“Quando per vecchiaia se ne saranno andati anche gli ultimi cantatori,
pastori e contadini nati negli anni ʻ20, non ci sarà più modo di poter
ascoltare dal vivo la musica di tradizione di Carpino, e di capire di
chi siamo figli, e da dove proveniamo”.
Con queste considerazioni che danno la misura del lavoro di ricerca
condotto, Pio Gravina e Enrico Noviello aprono il loro lavoro Canti e
suoni della tradizione di Carpino, composto da due Cd audio e da un
libretto allegato, una sorta di guida all’ascolto con i testi dei canti
eseguiti, le note dei due curatori e le traduzioni dei canti stessi.
Proprio per cercare di salvare dall’oblio un patrimonio straordinario,
un vero e proprio giacimento di memorie e di suoni antichi, Gravina e
Noviello hanno deciso di intraprendere la stessa strada che prima di
loro hanno percorso grandi ricercatori come Alan Lomax, Diego Carpitella
e Roberto Leydi.
Per due anni Noviello e Gravina hanno frequentato gli ultimi esponenti
della tradizione carpinese, accompagnandoli con la chitarra battente e
quella francese (quella classica) nei sonetti eseguiti nei tre modi
tradizionali, alla montanara, alla viestesana, alla rodiana e
documentando questi incontri.
Una selezione dei materiali sonori provenienti da questa ricerca, scelti
in base al valore documentario, alla qualità delle performances vocali,
e al fatto di contenere strofe e modalità esecutive di particolare
interesse o in qualche modo diverse da quelle finora conosciute, compone
il primo Cd della raccolta. Il secondo invece contiene una serie di
canti provenienti dalle ricerche storiche, a partire da una rodiana
sporca registrata nel 1966 da Roberto Leydi e Diego Carpitella dalla
viva voce di Antonio Di Cosmo, detto Marèssë, passando per alcuni brani
registrati da Ettore De Carolis nel 1967, per arrivare ad altri brani
registrati nel corso di alcune sessioni informali degli anni ʻ80 e a
esibizioni più recenti dei componenti dei Cantori di Carpino, tra cui
spicca una notevole ninna nanna eseguita da Antonio Piccininno, l’ultimo
componente anziano del gruppo rimasto ancora in attività.

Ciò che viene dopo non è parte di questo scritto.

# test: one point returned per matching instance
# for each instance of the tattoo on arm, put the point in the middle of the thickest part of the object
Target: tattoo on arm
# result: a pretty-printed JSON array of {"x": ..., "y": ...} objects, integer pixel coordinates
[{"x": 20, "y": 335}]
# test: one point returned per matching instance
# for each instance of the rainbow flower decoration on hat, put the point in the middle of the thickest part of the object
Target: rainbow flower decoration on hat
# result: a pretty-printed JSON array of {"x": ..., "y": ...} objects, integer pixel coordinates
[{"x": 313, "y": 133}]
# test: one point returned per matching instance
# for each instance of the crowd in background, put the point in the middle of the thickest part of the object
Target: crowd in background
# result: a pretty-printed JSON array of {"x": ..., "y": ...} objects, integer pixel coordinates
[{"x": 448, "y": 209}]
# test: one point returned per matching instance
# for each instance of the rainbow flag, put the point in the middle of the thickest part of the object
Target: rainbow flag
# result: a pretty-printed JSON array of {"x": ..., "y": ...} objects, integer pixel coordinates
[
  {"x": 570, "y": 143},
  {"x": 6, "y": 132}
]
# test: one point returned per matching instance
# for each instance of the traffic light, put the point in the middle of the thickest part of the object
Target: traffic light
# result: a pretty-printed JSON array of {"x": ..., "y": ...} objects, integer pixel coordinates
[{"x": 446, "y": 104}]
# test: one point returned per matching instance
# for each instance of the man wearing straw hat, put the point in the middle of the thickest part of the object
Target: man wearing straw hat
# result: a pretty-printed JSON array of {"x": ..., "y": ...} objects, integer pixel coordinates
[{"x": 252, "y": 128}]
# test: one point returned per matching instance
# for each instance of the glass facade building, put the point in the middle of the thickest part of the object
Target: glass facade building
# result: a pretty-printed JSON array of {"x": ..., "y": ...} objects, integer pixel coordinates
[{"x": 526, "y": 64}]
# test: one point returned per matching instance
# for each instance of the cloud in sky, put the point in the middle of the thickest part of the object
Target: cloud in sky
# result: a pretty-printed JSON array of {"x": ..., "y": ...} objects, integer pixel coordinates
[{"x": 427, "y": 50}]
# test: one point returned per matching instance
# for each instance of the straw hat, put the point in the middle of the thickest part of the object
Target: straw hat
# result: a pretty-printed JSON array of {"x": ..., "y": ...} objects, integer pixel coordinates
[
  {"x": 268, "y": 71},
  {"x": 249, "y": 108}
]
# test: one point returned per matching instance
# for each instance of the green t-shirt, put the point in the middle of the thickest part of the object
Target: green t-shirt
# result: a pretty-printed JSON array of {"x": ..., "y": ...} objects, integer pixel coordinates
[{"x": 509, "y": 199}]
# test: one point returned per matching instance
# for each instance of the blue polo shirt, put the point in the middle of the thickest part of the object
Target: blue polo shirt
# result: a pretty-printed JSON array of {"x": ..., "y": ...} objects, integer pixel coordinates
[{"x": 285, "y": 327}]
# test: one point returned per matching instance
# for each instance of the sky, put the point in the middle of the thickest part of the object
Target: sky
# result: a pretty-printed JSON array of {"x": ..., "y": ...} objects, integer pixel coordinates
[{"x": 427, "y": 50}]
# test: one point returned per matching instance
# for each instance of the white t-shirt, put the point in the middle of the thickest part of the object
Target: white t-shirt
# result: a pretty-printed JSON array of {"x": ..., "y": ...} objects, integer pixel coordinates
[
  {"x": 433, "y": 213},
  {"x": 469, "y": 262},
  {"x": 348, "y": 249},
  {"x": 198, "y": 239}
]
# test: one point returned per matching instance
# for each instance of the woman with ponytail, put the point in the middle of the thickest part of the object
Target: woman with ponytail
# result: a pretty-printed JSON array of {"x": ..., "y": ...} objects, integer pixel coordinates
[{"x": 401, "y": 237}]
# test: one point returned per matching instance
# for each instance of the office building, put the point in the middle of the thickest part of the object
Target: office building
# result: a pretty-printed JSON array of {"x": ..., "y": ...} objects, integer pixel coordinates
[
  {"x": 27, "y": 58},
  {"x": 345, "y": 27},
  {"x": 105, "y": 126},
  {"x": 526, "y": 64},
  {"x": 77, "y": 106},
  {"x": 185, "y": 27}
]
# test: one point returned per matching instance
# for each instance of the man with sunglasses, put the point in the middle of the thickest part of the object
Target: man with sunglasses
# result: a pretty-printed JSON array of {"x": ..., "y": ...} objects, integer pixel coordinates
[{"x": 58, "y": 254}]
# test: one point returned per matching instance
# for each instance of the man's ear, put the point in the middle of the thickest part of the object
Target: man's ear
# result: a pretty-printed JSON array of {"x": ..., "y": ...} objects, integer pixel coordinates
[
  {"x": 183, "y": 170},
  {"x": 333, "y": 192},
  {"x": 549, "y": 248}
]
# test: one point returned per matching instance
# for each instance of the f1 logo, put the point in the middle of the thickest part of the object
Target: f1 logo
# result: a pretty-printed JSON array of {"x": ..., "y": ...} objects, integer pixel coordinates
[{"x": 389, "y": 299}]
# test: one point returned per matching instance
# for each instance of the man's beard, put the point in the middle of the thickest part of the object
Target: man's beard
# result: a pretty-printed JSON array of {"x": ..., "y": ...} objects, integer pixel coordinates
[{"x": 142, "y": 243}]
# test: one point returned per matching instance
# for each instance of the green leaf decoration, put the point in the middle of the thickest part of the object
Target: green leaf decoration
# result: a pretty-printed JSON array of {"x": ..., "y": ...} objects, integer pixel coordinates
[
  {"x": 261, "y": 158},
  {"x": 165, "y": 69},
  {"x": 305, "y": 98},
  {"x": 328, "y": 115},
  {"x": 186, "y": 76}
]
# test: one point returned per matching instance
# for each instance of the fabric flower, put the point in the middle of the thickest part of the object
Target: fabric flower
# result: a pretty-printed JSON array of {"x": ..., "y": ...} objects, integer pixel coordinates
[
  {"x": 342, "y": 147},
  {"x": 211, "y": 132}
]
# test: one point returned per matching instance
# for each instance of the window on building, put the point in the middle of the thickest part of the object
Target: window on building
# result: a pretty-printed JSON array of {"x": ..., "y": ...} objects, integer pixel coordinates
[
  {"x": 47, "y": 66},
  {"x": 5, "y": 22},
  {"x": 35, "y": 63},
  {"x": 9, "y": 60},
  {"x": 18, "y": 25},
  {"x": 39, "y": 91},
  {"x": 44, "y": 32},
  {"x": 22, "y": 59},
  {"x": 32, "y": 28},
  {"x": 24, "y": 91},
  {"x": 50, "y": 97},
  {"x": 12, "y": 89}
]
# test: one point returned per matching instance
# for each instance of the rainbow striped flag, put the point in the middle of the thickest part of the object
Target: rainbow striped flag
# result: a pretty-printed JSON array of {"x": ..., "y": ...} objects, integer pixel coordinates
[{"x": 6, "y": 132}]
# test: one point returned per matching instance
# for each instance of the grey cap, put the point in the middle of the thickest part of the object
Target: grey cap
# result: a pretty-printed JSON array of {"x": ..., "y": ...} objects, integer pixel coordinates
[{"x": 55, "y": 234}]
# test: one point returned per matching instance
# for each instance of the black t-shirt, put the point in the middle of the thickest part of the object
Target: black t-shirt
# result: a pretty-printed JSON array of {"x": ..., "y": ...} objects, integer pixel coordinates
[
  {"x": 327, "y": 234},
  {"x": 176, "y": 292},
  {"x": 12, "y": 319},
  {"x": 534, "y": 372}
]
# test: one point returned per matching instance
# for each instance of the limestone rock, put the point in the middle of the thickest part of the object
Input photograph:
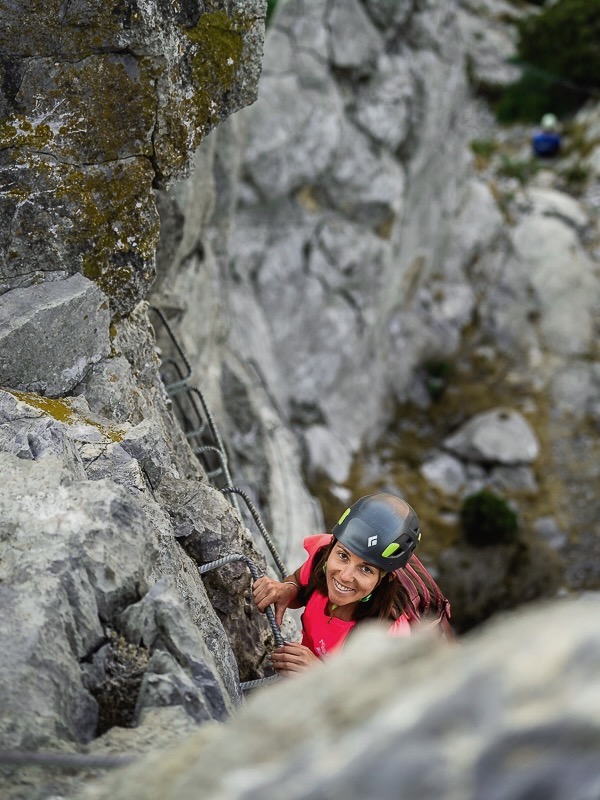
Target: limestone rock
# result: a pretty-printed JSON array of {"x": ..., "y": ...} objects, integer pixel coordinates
[
  {"x": 500, "y": 436},
  {"x": 181, "y": 671},
  {"x": 78, "y": 167},
  {"x": 51, "y": 335},
  {"x": 445, "y": 472},
  {"x": 355, "y": 43},
  {"x": 562, "y": 278},
  {"x": 494, "y": 718}
]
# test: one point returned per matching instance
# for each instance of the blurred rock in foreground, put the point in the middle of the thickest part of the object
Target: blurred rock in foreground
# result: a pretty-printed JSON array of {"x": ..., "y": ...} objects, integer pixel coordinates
[{"x": 513, "y": 712}]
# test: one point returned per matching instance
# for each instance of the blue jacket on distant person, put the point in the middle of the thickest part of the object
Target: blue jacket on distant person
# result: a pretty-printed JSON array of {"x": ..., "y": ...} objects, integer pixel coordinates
[{"x": 546, "y": 142}]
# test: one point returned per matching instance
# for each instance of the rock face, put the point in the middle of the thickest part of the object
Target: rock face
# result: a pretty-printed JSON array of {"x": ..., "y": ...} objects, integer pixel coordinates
[
  {"x": 106, "y": 616},
  {"x": 347, "y": 175},
  {"x": 52, "y": 334},
  {"x": 499, "y": 436},
  {"x": 511, "y": 713},
  {"x": 78, "y": 166}
]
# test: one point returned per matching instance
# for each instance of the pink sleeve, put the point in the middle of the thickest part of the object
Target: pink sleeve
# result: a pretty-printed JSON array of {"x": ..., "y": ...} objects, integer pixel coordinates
[
  {"x": 401, "y": 627},
  {"x": 311, "y": 545}
]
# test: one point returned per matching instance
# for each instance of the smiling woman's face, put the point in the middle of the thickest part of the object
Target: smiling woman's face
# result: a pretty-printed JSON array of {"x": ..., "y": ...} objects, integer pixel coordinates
[{"x": 349, "y": 577}]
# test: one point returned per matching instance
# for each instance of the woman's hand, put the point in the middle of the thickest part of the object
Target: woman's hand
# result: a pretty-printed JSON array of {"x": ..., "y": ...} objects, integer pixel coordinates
[
  {"x": 267, "y": 591},
  {"x": 292, "y": 658}
]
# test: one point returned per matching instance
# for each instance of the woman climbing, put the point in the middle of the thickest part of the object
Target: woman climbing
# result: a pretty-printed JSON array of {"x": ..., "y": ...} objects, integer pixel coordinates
[{"x": 365, "y": 570}]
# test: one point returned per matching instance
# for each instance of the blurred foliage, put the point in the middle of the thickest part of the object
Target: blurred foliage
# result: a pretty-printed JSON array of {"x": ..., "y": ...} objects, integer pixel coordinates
[
  {"x": 438, "y": 372},
  {"x": 522, "y": 170},
  {"x": 559, "y": 49},
  {"x": 487, "y": 519}
]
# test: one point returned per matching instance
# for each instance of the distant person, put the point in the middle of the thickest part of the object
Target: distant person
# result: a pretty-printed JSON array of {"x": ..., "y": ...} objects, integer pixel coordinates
[
  {"x": 364, "y": 570},
  {"x": 546, "y": 142}
]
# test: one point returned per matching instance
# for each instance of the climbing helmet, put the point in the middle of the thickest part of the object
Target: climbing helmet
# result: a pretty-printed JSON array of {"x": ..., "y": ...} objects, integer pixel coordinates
[{"x": 381, "y": 528}]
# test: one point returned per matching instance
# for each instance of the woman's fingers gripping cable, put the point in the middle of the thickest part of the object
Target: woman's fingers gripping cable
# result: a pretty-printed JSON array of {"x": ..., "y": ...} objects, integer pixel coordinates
[{"x": 266, "y": 592}]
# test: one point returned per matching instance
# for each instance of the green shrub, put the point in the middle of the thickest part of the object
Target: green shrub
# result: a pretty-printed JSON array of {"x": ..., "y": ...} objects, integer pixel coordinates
[
  {"x": 487, "y": 519},
  {"x": 560, "y": 53}
]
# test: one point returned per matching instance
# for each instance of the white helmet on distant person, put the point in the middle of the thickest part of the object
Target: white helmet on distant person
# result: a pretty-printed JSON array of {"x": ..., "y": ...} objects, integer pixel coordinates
[{"x": 549, "y": 122}]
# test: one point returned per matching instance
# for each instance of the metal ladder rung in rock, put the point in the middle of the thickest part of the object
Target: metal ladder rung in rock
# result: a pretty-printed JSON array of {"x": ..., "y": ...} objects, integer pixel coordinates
[{"x": 191, "y": 410}]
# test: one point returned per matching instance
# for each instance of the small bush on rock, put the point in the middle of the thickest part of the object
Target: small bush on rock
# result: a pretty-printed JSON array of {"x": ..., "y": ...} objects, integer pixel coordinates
[
  {"x": 487, "y": 519},
  {"x": 559, "y": 51}
]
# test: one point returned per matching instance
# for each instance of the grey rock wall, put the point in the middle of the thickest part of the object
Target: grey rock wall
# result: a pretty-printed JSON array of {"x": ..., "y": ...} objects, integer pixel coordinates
[{"x": 353, "y": 168}]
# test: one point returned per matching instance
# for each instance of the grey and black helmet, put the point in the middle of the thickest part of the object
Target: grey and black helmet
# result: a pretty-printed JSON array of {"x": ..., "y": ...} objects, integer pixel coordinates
[{"x": 381, "y": 528}]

Dall’ascolto di questa affascinante sequenza musicale, che nelle
intenzioni dei due ricercatori “vuole restituire un’idea complessiva di
uno dei corpus musicali della tradizione agricolo pastorale più
interessanti di tutta Italia”, si rimane colpiti dalla complessità e dal
virtuosismo delle tecniche strumentali e vocali elaborate nel centro
della Capitanata e dall’estrema raffinatezza e varietà delle soluzioni
poetiche, finalizzate in gran parte allo svolgimento delle serenate.